I deserted the mustache and ran into the bathroom. "Donna washing hands and feet," Donna explained. She was standing in the toilet.
I looked at her dumbly, too confused to be able to decide whether to take care of her or to rush out and get to work on the second baby's umbilical cord.
David, who had disappeared, came excitedly up to me again. "I was just out there again," he cried, "and now she's got another one! And this newest one is solid black!"
I pulled Donna out of the toilet. Then I lowered the seat cover and sat down heavily.
"Black?" I repeated in a whisper. My lips felt dry, and my head was throbbing. "Oh, no, it couldn't be black. You must be mistaken."
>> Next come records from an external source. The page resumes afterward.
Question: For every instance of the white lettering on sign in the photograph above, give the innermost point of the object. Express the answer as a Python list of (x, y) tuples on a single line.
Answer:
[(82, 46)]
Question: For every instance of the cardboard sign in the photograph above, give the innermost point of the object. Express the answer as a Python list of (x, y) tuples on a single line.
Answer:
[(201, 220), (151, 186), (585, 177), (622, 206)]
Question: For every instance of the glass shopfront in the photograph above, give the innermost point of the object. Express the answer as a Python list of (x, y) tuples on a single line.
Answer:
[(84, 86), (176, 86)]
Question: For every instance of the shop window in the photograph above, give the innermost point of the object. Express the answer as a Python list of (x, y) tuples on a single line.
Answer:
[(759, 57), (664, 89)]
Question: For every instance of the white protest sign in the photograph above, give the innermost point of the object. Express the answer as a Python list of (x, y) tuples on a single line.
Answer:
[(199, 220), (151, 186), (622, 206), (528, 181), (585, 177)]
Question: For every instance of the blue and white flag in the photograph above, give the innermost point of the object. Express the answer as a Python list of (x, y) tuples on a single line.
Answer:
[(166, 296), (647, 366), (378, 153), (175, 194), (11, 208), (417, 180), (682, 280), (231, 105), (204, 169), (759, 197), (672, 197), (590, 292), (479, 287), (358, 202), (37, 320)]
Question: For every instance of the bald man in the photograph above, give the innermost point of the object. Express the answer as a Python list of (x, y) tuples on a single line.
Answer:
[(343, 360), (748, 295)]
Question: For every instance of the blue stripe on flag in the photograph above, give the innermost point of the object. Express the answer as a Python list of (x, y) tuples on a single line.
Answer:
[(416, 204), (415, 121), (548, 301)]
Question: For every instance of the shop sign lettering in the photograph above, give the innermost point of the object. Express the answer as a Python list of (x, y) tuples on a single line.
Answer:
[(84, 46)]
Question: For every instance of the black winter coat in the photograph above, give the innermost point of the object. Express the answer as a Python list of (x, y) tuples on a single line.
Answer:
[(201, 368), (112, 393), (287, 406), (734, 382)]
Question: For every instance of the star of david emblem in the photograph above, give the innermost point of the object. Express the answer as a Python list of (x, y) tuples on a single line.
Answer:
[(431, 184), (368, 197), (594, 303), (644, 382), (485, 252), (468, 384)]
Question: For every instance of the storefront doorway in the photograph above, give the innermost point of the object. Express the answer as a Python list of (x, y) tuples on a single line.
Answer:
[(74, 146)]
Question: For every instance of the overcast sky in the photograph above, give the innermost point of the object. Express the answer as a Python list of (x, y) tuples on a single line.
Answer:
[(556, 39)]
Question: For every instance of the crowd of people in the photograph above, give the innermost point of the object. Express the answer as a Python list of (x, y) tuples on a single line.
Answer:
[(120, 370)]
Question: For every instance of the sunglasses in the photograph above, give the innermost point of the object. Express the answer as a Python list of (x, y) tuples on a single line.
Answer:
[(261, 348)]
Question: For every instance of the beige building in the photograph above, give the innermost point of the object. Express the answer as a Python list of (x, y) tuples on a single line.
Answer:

"Nope, it's black, all right. And you should see the second one--all white, with black legs and ears! Well, I'm going back to see if she has any more. Gee, won't Miss Nestleburt be surprised when we tell her the cat she gave me turned into four cats?"
CHAPTER FOURTEEN
AN AMBULANCE WAS to take Mrs. Watkins to the hospital in Loma Linda, twenty miles away. A few phone calls put in by the doctor at Mrs. Watkins' request had ascertained that Eugene's "Gramma in Frisco" would come the following day to get him and the car, and that arrangements could be made for the boy to stay at the hospital with his mother this first night.
The ambulance would arrive in about an hour. In the meantime, Mrs. Watkins and the baby were sleeping, the doctor had gone home, and Grant and I were sitting on the davenport.